Retrieval Augmented Generation of Literature-derived Polymer Knowledge: The Example of a Biodegradable Polymer Expert System

Polymer literature contains a large and growing body of experimental knowledge, yet much of it is buried in unstructured text and inconsistent terminology, making systematic retrieval and reasoning difficult. Existing tools typically extract narrow, study-specific facts in isolation, failing to preserve the cross-study context required to answer broader scientific questions. Retrieval-augmented generation (RAG) offers a promising way to overcome this limitation by combining large language models (LLMs) with external retrieval, but its effectiveness depends strongly on how domain knowledge is represented. In this work, we develop two retrieval pipelines: a dense semantic vector-based approach (VectorRAG) and a graph-based approach (GraphRAG). Using over 1,000 polyhydroxyalkanoate (PHA) papers, we construct context-preserving paragraph embeddings and a canonicalized structured knowledge graph supporting entity disambiguation and multi-hop reasoning. We evaluate these pipelines through standard retrieval metrics, comparisons with general state-of-the-art systems such as GPT and Gemini, and qualitative validation by a domain chemist. The results show that GraphRAG achieves higher precision and interpretability, while VectorRAG provides broader recall, highlighting complementary trade-offs. Expert validation further confirms that the tailored pipelines, particularly GraphRAG, produce well-grounded, citation-reliable responses with strong domain relevance. By grounding every statement in evidence, these systems enable researchers to navigate the literature, compare findings across studies, and uncover patterns that are difficult to extract manually. More broadly, this work establishes a practical framework for building materials science assistants using curated corpora and retrieval design, reducing reliance on proprietary models while enabling trustworthy literature analysis at scale.

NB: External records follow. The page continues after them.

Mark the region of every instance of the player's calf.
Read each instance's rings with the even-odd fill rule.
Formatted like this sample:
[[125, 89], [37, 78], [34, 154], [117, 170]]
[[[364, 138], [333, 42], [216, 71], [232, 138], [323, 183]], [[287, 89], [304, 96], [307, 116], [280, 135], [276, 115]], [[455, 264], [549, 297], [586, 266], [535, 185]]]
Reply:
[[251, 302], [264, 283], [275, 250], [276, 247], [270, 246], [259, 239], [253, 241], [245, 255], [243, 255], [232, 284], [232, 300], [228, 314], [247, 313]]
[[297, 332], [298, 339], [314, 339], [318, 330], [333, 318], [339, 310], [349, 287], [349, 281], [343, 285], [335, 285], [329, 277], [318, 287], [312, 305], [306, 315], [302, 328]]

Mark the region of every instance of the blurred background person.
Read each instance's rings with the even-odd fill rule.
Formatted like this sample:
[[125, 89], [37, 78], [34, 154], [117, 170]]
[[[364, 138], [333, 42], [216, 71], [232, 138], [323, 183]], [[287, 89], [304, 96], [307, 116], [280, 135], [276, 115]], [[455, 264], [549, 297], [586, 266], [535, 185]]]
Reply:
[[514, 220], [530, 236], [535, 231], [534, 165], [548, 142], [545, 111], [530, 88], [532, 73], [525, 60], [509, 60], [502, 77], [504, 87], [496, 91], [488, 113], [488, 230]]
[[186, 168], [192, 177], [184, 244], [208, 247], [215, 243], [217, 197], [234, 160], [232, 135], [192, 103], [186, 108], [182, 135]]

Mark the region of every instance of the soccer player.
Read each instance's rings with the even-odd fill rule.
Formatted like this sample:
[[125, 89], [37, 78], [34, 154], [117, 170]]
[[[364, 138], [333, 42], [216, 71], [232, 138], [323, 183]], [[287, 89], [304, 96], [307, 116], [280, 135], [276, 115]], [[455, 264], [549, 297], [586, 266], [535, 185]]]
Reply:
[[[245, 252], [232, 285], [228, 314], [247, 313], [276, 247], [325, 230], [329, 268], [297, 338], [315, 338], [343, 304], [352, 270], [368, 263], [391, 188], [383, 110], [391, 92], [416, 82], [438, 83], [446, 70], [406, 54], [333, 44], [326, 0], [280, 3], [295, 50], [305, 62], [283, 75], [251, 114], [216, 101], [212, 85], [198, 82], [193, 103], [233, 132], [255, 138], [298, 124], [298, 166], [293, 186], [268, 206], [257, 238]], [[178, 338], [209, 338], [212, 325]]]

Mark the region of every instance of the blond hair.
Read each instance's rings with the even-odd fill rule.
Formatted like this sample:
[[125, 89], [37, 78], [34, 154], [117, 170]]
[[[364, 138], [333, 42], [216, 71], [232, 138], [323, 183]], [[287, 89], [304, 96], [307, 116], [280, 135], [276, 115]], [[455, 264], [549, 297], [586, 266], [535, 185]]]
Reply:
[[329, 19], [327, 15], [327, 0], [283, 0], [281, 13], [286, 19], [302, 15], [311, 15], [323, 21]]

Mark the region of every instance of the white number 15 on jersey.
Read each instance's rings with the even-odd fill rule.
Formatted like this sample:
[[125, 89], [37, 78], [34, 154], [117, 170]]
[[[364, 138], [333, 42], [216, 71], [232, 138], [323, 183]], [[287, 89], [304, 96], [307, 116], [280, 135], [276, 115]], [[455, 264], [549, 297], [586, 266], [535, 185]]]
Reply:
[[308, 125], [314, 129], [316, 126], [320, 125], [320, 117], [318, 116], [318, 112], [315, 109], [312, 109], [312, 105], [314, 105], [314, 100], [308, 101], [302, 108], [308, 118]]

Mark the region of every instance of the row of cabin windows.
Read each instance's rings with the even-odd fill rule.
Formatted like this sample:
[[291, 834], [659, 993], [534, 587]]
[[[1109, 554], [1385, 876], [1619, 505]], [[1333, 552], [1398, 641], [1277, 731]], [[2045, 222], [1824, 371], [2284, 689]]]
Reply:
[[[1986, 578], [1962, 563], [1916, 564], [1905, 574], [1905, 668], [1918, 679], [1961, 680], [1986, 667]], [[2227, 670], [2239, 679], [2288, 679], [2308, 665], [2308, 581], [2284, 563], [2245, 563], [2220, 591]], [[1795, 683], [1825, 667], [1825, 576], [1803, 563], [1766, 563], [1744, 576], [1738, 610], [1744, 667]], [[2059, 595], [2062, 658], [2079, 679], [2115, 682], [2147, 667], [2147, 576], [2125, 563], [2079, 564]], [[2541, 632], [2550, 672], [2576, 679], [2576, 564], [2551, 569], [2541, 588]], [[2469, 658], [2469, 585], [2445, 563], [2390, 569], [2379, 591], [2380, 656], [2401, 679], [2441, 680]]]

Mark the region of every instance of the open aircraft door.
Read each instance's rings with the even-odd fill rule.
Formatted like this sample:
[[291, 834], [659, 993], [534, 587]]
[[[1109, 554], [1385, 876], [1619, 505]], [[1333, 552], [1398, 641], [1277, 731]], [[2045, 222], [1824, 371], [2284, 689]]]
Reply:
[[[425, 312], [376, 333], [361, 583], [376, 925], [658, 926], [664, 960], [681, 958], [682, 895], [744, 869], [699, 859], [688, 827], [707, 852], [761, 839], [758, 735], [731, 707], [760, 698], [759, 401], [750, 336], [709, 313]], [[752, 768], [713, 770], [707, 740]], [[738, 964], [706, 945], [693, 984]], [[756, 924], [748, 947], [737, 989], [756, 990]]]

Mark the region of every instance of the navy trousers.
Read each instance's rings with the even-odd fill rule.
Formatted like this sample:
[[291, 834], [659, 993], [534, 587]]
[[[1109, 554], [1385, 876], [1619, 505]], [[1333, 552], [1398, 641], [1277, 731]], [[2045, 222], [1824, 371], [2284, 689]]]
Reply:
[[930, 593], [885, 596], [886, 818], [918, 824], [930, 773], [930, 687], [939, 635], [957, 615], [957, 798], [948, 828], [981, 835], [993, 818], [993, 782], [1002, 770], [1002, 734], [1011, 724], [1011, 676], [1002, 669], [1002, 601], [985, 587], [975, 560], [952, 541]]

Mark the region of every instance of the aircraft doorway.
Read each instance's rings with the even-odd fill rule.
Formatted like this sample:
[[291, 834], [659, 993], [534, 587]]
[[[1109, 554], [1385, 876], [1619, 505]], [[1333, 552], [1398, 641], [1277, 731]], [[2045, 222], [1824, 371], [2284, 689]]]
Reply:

翻译：聚合物文献包含大量且不断增长的实验知识，然而其中大部分知识埋藏在非结构化文本和不一致的术语中，使得系统性检索与推理变得困难。现有工具通常孤立地提取狭窄的、特定研究的事实，未能保留回答更广泛科学问题所需的跨研究上下文。检索增强生成通过将大语言模型与外部检索相结合，为克服这一局限提供了有前景的途径，但其有效性在很大程度上取决于领域知识的表示方式。在本工作中，我们开发了两种检索流程：一种基于稠密语义向量的方法和一种基于图的方法。利用超过1000篇聚羟基脂肪酸酯论文，我们构建了保留上下文的段落嵌入以及一个支持实体消歧和多跳推理的规范化结构化知识图谱。我们通过标准检索指标、与GPT和Gemini等通用最先进系统的比较，以及领域化学家的定性验证来评估这些流程。结果表明，GraphRAG实现了更高的精确度和可解释性，而VectorRAG提供了更广泛的召回率，突显了互补的权衡。专家验证进一步证实，定制的流程，特别是GraphRAG，能够产生有充分依据、引用可靠且具有强领域相关性的回答。通过将每个陈述都建立在证据之上，这些系统使研究人员能够导航文献、比较不同研究的结果，并发现难以手动提取的模式。更广泛而言，这项工作为使用精选语料库和检索设计构建材料科学助手建立了一个实用框架，减少了对专有模型的依赖，同时实现了可信任的大规模文献分析。